Labour is aptly named that for a reason, its hard work. If you are planning a vaginal birth don’t forget to pack your water bottle! The NHMRC states that dehydration of as little as 2% results in impaired physiological performance. According to Obstetrician and Gynaecologist Dr Robert Buist, dehydration in prolonged labour can lessen the frequency and strength of contractions and fetal heart abnormalities can be seen. By simply hydrating the mother through IV fluids the fetal heart rate pattern improves.

Breastfeeding

Breastfeeding women require 300mL more fluid than when pregnant according to the NHMRC so that’s about 3L from fluids alone.

The plastic debate

There is some research to suggest drinking out of plastic can be harmful while drinking from glass is preferred so that’s why we love Wilfred Eco bottles. With the slimline glass bottle and silicone sleeve to prevent bumps or crazy toddler hands, bamboo lids and a range of great colours why wouldn’t you grab a bottle. Doctor’s orders!

References

Australian Government Department of Health and Aging National Health and Medical Research Council, 2006, Nutrient reference values for Australia New Zealand, V1.2, pp. 45-48

Bitterman WA Farhadian H, Abu S-C, Lerner D, Amoun H, Krapf D, Makov UE. Environmental and nutritional factors significantly associated with cancer of the urinary tract among different ethnic groups. Urologic Clin North Am 1991;18:501–8.

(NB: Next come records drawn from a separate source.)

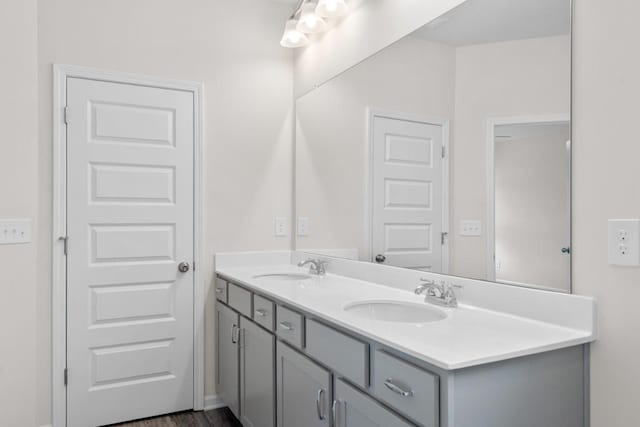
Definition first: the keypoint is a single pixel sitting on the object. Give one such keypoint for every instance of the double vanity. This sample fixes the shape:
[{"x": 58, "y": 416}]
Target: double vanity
[{"x": 356, "y": 346}]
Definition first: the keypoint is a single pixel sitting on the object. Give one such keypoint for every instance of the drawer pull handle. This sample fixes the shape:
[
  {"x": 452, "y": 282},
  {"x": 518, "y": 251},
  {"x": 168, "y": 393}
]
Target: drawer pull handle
[
  {"x": 286, "y": 326},
  {"x": 319, "y": 401},
  {"x": 396, "y": 389}
]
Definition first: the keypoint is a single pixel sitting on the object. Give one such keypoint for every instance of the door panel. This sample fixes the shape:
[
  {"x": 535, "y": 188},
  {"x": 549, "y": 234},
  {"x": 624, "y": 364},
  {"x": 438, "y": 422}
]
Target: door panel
[
  {"x": 130, "y": 222},
  {"x": 257, "y": 374},
  {"x": 303, "y": 390},
  {"x": 407, "y": 194},
  {"x": 228, "y": 360}
]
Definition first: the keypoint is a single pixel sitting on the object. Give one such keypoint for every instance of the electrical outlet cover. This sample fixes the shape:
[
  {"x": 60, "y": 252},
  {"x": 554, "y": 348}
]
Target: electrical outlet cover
[{"x": 624, "y": 242}]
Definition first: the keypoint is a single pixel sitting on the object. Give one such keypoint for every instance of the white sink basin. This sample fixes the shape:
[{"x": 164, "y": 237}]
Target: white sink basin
[
  {"x": 395, "y": 311},
  {"x": 283, "y": 276}
]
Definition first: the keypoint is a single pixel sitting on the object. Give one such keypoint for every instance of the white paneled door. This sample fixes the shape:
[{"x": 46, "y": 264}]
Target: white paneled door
[
  {"x": 130, "y": 189},
  {"x": 407, "y": 193}
]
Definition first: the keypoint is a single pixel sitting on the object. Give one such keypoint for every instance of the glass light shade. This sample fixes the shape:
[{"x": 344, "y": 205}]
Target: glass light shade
[
  {"x": 292, "y": 37},
  {"x": 309, "y": 21},
  {"x": 331, "y": 8}
]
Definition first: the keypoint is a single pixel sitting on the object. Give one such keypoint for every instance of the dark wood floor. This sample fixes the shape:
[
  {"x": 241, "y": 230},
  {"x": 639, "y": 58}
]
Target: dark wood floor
[{"x": 215, "y": 418}]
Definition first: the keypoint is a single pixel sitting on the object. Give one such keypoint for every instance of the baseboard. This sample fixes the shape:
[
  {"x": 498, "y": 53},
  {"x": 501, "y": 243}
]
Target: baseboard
[{"x": 213, "y": 401}]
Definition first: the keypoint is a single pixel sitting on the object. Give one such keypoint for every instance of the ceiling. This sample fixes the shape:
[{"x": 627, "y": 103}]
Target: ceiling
[
  {"x": 291, "y": 3},
  {"x": 491, "y": 21}
]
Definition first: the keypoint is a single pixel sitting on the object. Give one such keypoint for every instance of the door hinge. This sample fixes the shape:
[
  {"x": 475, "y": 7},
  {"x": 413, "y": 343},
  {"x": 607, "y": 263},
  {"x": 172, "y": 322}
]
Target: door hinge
[{"x": 65, "y": 242}]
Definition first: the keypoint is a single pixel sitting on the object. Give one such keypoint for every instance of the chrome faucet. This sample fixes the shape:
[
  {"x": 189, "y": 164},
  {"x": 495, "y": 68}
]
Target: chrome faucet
[
  {"x": 439, "y": 294},
  {"x": 316, "y": 266}
]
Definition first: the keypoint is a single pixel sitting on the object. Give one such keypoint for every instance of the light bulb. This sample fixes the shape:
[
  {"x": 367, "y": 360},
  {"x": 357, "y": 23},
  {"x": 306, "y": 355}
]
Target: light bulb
[
  {"x": 331, "y": 8},
  {"x": 310, "y": 22},
  {"x": 292, "y": 37}
]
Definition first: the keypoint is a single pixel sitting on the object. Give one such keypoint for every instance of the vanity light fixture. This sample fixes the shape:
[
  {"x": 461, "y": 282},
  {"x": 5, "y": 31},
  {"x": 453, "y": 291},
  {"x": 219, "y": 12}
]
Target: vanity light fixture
[
  {"x": 332, "y": 8},
  {"x": 308, "y": 19},
  {"x": 293, "y": 37}
]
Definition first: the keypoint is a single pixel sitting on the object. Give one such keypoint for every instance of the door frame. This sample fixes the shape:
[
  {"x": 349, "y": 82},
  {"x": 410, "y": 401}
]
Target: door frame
[
  {"x": 372, "y": 114},
  {"x": 59, "y": 274},
  {"x": 492, "y": 122}
]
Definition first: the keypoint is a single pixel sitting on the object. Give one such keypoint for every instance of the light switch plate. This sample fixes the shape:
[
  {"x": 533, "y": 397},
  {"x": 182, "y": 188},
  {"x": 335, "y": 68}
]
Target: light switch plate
[
  {"x": 15, "y": 231},
  {"x": 470, "y": 228},
  {"x": 624, "y": 242},
  {"x": 280, "y": 226},
  {"x": 303, "y": 226}
]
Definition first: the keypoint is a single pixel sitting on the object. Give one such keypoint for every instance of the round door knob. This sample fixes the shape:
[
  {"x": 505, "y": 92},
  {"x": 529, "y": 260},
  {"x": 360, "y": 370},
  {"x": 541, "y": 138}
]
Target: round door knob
[{"x": 183, "y": 267}]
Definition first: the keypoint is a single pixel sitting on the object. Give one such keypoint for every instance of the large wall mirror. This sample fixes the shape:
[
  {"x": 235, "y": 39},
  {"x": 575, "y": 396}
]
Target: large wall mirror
[{"x": 448, "y": 151}]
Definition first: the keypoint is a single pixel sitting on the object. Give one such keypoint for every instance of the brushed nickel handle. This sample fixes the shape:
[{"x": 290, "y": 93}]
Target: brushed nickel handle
[
  {"x": 286, "y": 326},
  {"x": 234, "y": 339},
  {"x": 321, "y": 417},
  {"x": 396, "y": 389},
  {"x": 183, "y": 267}
]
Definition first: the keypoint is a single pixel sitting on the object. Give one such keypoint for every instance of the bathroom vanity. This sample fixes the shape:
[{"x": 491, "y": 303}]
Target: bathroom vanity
[{"x": 296, "y": 349}]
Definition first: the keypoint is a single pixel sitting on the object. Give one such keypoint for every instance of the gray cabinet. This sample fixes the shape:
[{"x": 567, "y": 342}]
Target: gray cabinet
[
  {"x": 353, "y": 408},
  {"x": 257, "y": 375},
  {"x": 228, "y": 357},
  {"x": 304, "y": 390}
]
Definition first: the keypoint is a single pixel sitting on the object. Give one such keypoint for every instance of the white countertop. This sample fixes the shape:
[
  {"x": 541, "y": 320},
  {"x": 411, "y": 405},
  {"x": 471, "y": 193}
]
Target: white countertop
[{"x": 469, "y": 336}]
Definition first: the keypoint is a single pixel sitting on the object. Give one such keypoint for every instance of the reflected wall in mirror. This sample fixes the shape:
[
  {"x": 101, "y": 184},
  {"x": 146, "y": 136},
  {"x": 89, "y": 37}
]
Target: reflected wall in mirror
[{"x": 449, "y": 151}]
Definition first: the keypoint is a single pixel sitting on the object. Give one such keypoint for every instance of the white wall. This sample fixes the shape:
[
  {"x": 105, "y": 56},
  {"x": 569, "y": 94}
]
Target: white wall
[
  {"x": 230, "y": 45},
  {"x": 18, "y": 190},
  {"x": 371, "y": 26},
  {"x": 517, "y": 78},
  {"x": 332, "y": 149},
  {"x": 607, "y": 185}
]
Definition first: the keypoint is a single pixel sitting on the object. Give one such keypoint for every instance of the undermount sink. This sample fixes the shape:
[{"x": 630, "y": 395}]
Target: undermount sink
[
  {"x": 395, "y": 311},
  {"x": 283, "y": 276}
]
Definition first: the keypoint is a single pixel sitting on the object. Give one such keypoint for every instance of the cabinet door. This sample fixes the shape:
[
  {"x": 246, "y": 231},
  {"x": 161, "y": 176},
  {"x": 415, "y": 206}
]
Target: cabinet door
[
  {"x": 304, "y": 390},
  {"x": 228, "y": 360},
  {"x": 353, "y": 408},
  {"x": 257, "y": 375}
]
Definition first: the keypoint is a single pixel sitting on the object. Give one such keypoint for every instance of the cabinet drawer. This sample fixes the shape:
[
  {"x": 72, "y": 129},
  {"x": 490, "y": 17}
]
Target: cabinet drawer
[
  {"x": 342, "y": 353},
  {"x": 289, "y": 326},
  {"x": 355, "y": 409},
  {"x": 263, "y": 312},
  {"x": 221, "y": 289},
  {"x": 411, "y": 390},
  {"x": 239, "y": 299}
]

Borghi L, Meschi T, Amato F, Briganti A, Novarini A, Gianninin A. Urinary volume, water and recurrences in idiopathic calcium nephrolithiasis: a five year randomised prospective trial. Urology 1996;13:33–8.

Gibbons S, 2019, Exposure to extreme heat plastic bottles may ultimately become unsafe, National geographic, viewd 10 July 2020,

https://www.nationalgeographic.com/environment/2019/07/exposed-to-extreme-heat-plastic-bottles-may-become-unsafe-over-time/

Kleiner SM. Water: An essential but overlooked nutrient. J Amer Diet Assoc 1999;99:200–6.